A/N: This is my first foray into fanfiction… in forever. In years. Really, I haven't done this in a while. And it's – apparently – nothing like riding a bike, because even then, at least I know what I'm getting myself into… But, ah, I digress. I based this off of AC and FFVII interactions – I haven't played DoC yet, so I wouldn't know. And I can't write Yuffie for the life of me, and that's why there isn't much of her in this. Just… Vincent's rather self-loathing thoughts. Read and review, plz.


"Who needs love, when there's love and order?
Who needs love, when there's Southern Comfort?"

--Amanda Palmer, 'Leeds United'

"Well?"

Of all the things… he doesn't want to do this. Not this, not now, not with her standing there so expectantly, hands on hips, mouth contorted in the worst kind of painful frown… not now…

Vincent has never been able to lie to beautiful women.

It's a flaw of his – one of so many – but he knows that simply, when it comes down to it, he can't do it. He could not lie to sinful Lucrecia, eyes so wide that he swore they'd break, or Yuffie, the way she said his name (or its mangled versions: Vinnie, Vincy-baby, Vinnie-poo…). And he hates them, hates them the way he loves them – hates them because he loves them, and he swirls away, blood-red smoke and disgust, and then he disappears because he knows that this is all he's good for.

Vincent wasn't bred for love, for entertaining the whims of beautiful women.
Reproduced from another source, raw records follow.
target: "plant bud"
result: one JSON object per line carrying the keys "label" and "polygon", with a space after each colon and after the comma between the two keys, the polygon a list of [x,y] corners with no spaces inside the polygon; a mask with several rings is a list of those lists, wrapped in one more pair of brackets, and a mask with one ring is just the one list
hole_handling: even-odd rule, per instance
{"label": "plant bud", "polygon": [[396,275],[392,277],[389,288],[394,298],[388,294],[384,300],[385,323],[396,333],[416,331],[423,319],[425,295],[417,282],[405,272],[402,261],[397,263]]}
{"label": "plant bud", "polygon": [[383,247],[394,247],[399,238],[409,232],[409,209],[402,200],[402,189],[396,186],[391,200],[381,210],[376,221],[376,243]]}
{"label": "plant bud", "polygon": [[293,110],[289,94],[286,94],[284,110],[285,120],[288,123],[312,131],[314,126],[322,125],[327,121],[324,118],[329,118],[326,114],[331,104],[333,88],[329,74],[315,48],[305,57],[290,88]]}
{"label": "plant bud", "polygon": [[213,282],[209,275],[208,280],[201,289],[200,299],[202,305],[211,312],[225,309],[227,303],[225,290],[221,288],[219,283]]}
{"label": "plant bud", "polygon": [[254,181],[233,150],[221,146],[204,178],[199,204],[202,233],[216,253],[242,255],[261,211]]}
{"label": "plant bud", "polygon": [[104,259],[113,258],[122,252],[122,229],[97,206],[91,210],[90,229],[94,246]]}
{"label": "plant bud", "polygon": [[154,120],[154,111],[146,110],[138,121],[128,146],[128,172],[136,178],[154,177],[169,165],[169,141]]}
Chaos claws beneath his skin. He was made for this – the hate. The hate towards himself, deep, tangible, longing; the hate towards everything else, the planet, Midgar, his friends, the smiles, the ignorance, the goddamned uselessness of it all…

Thirty years pining in a coffin and this is what he gets. It was supposed to end with the Meteor. He should've known better that it wouldn't. But Vincent didn't count on this. Lucrecia was a demon sent to torture him and he had accepted that – with anger, with fury so cold the Galian Beast ruffled slightly in surprise– and he had thrown her windswept, preserved body back down to the water and left it there. And he had been done.

But this…but this…

He shifts uncomfortably and wants to take a step back. This, Vincent reassures himself, is going to end poorly.

Sins are unavoidable. Hell is walking inside his chest. Vincent wants to take her by the neck and end it now, before he destroys something else. He feels sick of it all, nauseous and weak to his knees. But he can't lie to her, either. She is killing him with those gray eyes, inch by inch, and he can't deny to her… what she wants to know…

Sometimes he closes his eyes and wishes for death, if only briefly. It would be comforting, if…

"Say something, you big lump, Mr. Tall, Dark and Brooding." She bites down on her lip and attempts annoying – she's too good at it sometimes, even fools him – but he knows that she's trembling, that her knuckles are moon-white at her sides. "Just do it—cut me to the core, but if you give me your King of Silence thing again, 'I only speak in ellipses,' so help me, I will—"

Vincent finally looks at her and hates himself – hates hates hates himself, because for all the love in the world, for all the evil he is, he can't so much as lie to her – he can't even spare her – clearing his throat, fingering Cerberus beneath the red of his cloak.

"What you want, I cannot possibly give."

Yuffie looks like she's ready to respond – something inane, mixing mirthless vulnerability with the borderline insane irreverence – so he cuts her off, knowing that if he doesn't now, she'll be ranting for a week.

"But… But, Yuffie, I…" At least she's silent. Curious enough to listen.

He levels her with a stare. There's too much red about him, he thinks disgustedly. Sin, fire, Hell – this should have been a warning to her…

"I cannot lie..."

She doesn't dare to hope. He can feel her blood on his hands already.

"You must know that I feel the same."